LETTERS TO THE EDITOR
|Year : 2020 | Volume
| Issue : 2 | Page : 237-238
Acute flaccid myelitis caused by Japanese encephalitis virus: A rare association
Nishanth Dev, Rahul Kumar, Ashok Kumawat, Mithu Bhowmick
Department of Medicine, VMMC and Safdarjung Hospital, New Delhi, India
|Date of Submission||06-Jun-2019|
|Date of Acceptance||23-Jul-2019|
|Date of Web Publication||26-Feb-2020|
Dr. Nishanth Dev
Department of Medicine, Vardhman Mahavir Medical College and Safdarjung Hospital, New Delhi - 110 029
Source of Support: None, Conflict of Interest: None
|How to cite this article:|
Dev N, Kumar R, Kumawat A, Bhowmick M. Acute flaccid myelitis caused by Japanese encephalitis virus: A rare association. Ann Indian Acad Neurol 2020;23:237-8
|How to cite this URL:|
Dev N, Kumar R, Kumawat A, Bhowmick M. Acute flaccid myelitis caused by Japanese encephalitis virus: A rare association. Ann Indian Acad Neurol [serial online] 2020 [cited 2020 Mar 29];23:237-8. Available from: http://www.annalsofian.org/text.asp?2020/23/2/237/266200
Acute flaccid myelitis (AFM) is a rare clinical entity characterized by acute onset flaccid paralysis involving one or more limbs and involvement of spinal cord grey matter on magnetic resonance imaging (MRI). It is known to be associated with several antecedent viral infections. We report a 13-year-old female with Acute flaccid myelitis caused by Japanese encephalitis virus (JEV). AFM was confirmed with clinical examination, MRI imaging and exclusion of other causes. There have been reports of AFM in association with various viral infections, commonest being the Enterovirus. However, this may be a rare case report of AFM caused by JEV.

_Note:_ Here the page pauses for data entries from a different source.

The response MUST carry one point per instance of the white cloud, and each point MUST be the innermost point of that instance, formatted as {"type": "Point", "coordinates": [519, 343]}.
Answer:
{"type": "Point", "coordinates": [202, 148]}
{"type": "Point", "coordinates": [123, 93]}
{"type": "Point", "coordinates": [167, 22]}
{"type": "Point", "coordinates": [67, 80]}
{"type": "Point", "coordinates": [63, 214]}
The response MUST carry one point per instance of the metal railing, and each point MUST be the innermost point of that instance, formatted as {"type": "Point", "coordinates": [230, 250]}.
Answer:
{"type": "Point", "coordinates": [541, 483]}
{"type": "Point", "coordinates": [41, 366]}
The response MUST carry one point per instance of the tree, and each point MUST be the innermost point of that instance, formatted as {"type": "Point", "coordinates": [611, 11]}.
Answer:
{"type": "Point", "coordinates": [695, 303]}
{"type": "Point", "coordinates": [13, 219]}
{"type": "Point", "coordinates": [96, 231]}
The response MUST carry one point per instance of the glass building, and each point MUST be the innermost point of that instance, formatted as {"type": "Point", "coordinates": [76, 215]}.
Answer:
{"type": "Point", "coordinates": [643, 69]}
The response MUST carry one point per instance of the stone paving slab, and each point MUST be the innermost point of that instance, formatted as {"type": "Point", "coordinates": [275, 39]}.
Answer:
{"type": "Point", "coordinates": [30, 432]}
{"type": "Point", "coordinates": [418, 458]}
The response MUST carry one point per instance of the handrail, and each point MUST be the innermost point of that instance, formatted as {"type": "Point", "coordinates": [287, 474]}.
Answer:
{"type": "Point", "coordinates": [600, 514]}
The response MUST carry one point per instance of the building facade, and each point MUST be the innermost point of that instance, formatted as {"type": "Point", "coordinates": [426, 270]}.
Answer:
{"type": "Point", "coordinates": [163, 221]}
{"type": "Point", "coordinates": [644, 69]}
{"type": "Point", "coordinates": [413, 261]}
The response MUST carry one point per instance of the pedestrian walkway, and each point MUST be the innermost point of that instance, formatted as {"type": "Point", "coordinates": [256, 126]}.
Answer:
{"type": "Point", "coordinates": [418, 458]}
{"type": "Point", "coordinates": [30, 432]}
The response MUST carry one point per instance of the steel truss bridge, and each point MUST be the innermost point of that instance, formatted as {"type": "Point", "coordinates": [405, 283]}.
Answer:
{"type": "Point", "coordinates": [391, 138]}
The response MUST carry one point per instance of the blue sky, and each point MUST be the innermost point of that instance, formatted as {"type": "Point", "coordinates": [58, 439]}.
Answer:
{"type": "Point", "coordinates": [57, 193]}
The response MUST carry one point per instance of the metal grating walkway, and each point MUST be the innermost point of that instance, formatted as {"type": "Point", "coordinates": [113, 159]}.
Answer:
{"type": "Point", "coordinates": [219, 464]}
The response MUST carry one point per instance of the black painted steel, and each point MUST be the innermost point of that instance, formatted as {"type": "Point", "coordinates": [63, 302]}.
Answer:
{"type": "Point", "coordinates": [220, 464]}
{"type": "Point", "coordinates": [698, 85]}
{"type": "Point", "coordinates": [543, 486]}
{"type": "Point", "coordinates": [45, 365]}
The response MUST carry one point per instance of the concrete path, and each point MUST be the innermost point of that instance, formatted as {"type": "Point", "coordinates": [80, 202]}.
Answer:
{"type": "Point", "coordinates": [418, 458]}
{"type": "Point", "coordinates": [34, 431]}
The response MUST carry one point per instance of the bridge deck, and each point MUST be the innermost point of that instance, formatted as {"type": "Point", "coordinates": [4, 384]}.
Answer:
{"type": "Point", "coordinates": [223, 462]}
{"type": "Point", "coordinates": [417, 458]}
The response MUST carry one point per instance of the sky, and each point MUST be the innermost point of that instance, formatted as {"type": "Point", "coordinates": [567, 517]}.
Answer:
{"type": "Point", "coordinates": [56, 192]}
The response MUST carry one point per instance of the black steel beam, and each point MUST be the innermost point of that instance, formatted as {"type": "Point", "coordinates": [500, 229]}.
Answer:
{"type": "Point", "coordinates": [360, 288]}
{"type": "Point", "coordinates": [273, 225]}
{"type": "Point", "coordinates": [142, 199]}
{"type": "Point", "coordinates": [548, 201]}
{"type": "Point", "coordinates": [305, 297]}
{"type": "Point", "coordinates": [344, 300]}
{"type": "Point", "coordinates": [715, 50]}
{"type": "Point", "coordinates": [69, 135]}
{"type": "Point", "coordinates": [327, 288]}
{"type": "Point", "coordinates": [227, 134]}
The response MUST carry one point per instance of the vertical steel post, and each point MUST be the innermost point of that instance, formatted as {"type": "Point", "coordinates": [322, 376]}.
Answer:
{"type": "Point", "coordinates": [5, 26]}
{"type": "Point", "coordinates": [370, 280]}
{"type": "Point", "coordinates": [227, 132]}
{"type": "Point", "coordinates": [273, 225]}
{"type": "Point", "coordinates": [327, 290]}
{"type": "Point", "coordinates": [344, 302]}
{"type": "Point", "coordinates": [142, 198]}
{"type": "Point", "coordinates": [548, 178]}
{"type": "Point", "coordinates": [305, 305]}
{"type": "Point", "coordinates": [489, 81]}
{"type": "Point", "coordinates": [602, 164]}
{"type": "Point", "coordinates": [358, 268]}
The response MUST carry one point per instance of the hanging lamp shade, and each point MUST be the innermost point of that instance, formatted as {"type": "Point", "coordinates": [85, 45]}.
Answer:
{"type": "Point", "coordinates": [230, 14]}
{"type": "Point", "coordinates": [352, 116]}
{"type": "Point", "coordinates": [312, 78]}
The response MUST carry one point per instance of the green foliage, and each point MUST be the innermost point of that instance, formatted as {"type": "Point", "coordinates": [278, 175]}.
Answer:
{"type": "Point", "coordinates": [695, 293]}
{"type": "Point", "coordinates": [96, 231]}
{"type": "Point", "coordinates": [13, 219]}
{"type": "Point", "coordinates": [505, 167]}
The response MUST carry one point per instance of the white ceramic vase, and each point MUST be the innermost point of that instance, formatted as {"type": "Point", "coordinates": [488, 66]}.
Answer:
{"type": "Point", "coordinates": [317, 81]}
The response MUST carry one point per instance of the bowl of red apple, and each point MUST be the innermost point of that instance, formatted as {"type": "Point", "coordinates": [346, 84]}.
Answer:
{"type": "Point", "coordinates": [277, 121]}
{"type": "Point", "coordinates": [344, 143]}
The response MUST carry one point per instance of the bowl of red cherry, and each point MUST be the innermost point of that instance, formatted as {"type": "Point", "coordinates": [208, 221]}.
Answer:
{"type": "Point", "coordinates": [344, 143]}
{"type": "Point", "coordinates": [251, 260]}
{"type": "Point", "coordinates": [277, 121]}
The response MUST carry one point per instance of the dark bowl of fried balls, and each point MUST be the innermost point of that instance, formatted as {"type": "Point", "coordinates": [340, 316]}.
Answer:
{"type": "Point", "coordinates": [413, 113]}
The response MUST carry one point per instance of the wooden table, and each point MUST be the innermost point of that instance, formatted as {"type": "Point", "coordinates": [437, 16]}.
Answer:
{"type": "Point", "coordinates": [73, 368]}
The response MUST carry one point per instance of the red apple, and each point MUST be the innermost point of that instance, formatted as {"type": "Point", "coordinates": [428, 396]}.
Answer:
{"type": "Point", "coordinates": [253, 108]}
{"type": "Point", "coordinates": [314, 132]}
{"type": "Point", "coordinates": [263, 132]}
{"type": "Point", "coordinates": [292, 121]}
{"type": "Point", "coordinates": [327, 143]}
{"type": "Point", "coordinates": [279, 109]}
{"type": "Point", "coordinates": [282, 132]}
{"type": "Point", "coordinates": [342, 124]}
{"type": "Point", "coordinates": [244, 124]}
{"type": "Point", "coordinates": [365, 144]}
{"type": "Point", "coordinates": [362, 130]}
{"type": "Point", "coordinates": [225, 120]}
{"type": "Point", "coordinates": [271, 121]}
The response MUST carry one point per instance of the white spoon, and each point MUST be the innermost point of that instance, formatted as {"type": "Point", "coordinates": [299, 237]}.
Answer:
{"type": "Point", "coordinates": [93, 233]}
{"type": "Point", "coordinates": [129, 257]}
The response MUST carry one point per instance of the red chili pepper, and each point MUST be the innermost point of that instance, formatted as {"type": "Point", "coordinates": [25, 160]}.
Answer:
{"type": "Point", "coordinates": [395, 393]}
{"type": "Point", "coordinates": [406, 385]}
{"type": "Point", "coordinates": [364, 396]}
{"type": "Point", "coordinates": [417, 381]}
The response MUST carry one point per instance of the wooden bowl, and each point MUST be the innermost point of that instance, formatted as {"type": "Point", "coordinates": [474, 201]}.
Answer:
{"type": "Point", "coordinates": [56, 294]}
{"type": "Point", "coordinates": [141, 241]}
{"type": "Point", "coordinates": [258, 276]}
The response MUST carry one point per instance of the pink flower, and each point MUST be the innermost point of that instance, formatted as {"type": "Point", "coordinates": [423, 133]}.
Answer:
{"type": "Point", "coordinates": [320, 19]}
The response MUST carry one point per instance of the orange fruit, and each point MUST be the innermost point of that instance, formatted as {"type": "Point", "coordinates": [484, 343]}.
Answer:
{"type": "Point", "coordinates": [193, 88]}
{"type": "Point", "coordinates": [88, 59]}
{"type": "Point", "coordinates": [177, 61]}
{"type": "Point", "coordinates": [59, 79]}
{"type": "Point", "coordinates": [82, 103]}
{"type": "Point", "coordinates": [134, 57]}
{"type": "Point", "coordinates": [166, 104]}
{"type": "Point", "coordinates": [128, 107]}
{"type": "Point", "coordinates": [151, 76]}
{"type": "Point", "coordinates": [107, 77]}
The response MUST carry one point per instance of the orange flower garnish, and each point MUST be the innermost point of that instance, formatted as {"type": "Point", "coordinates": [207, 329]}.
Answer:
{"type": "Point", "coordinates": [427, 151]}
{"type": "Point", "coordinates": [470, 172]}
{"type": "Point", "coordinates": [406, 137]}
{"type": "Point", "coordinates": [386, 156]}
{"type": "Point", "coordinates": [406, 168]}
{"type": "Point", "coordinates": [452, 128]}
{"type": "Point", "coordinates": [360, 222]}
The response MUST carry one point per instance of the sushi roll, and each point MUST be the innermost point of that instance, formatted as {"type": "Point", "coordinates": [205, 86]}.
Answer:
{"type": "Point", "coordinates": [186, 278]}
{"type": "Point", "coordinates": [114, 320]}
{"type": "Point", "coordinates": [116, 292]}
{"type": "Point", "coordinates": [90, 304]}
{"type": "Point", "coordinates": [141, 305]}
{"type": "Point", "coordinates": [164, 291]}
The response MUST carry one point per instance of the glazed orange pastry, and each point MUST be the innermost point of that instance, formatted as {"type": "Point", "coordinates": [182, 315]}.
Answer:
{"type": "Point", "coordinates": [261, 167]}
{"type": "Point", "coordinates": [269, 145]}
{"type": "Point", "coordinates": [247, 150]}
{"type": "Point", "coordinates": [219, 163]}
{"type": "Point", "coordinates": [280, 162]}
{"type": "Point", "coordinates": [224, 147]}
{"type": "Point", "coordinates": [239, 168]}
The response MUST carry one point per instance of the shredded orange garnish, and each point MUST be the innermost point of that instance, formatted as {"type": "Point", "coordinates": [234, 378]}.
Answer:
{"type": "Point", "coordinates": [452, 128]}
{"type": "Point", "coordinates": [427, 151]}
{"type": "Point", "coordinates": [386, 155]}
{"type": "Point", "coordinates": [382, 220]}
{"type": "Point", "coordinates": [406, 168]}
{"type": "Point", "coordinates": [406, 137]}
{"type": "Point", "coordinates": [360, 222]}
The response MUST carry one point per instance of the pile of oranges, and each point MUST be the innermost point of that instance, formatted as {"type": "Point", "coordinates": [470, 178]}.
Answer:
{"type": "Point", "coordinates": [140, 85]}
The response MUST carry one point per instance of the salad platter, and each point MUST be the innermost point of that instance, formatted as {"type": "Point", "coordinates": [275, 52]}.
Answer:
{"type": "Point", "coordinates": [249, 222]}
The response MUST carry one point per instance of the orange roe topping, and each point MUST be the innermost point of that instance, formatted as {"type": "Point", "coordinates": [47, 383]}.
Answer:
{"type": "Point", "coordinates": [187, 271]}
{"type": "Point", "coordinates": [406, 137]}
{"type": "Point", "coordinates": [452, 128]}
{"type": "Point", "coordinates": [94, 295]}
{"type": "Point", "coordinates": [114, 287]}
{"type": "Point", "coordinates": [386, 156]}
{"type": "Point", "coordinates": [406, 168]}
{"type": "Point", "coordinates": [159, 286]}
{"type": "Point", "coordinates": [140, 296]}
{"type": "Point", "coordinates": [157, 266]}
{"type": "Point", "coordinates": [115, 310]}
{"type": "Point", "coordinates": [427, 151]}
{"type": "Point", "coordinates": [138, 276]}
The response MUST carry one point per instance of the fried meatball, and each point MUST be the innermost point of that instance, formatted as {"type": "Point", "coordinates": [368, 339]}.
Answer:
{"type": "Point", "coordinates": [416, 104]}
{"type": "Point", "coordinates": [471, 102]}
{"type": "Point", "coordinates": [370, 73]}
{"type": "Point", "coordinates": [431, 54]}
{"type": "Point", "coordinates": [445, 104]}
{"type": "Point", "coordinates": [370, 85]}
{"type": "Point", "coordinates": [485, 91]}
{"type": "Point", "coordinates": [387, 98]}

A 13 year-old-girl presented with sudden onset weakness of both upper and lower limbs. The weakness which was proximal at the beginning, progressed to involve distal muscles within one hour of onset. Patient had history of upper respiratory tract infection one week prior to this presentation. There was no history suggestive of seizures, altered sensorium or any similar complains in past. The clinical examination revealed flaccid quadriplegia with power of 0/5 in all limbs along with areflexia without any cranial nerve, sensory or bladder and bowel involvement. Rest of the clinical examination was normal. On investigations, MRI brain and spine showed linear intensity involving bilateral anterior horn cells in cervical cord extending from C4-5 to D1-2 vertebrae with subtle patchy enhancement post-contrast [Figure 1]a and b] Cerebrospinal fluid (CSF) analysis revealed mild increase in protein at 720 mg/L and 0.030 × 109/mcL cells all of which were lymphocytes. IgM antibody to Japanese encephalitis was detected both in CSF and serum using ELISA (enzyme-linked immunosorbent assay). Rest of the CSF evaluation for other viruses and Mycobacterium tuberculosis d neuromyelitis optica antibody were found to be negative. Nerve conduction velocity (NCV) was suggestive of motor axonal polyneuropathy. Electromyography was normal. A CSF Polymerase chain reaction panel for various bacteria and viruses including cytomegalovirus, Herpes simplex, Varicella Zoster, Parecho and enterovirus was found to be negative. Stool examination for poliomyelitis was also found to be negative. A diagnosis of definitive case of AFM was thus made based on CDC definition. Patient was treated IV immunoglobulin, fluoxetine and other supportive measures. The repeat MRI and CSF examination done four weeks later was found to be normal. Patient could be discharged after five weeks with power of 3/5 in lower limbs and 4/5 in upper limbs.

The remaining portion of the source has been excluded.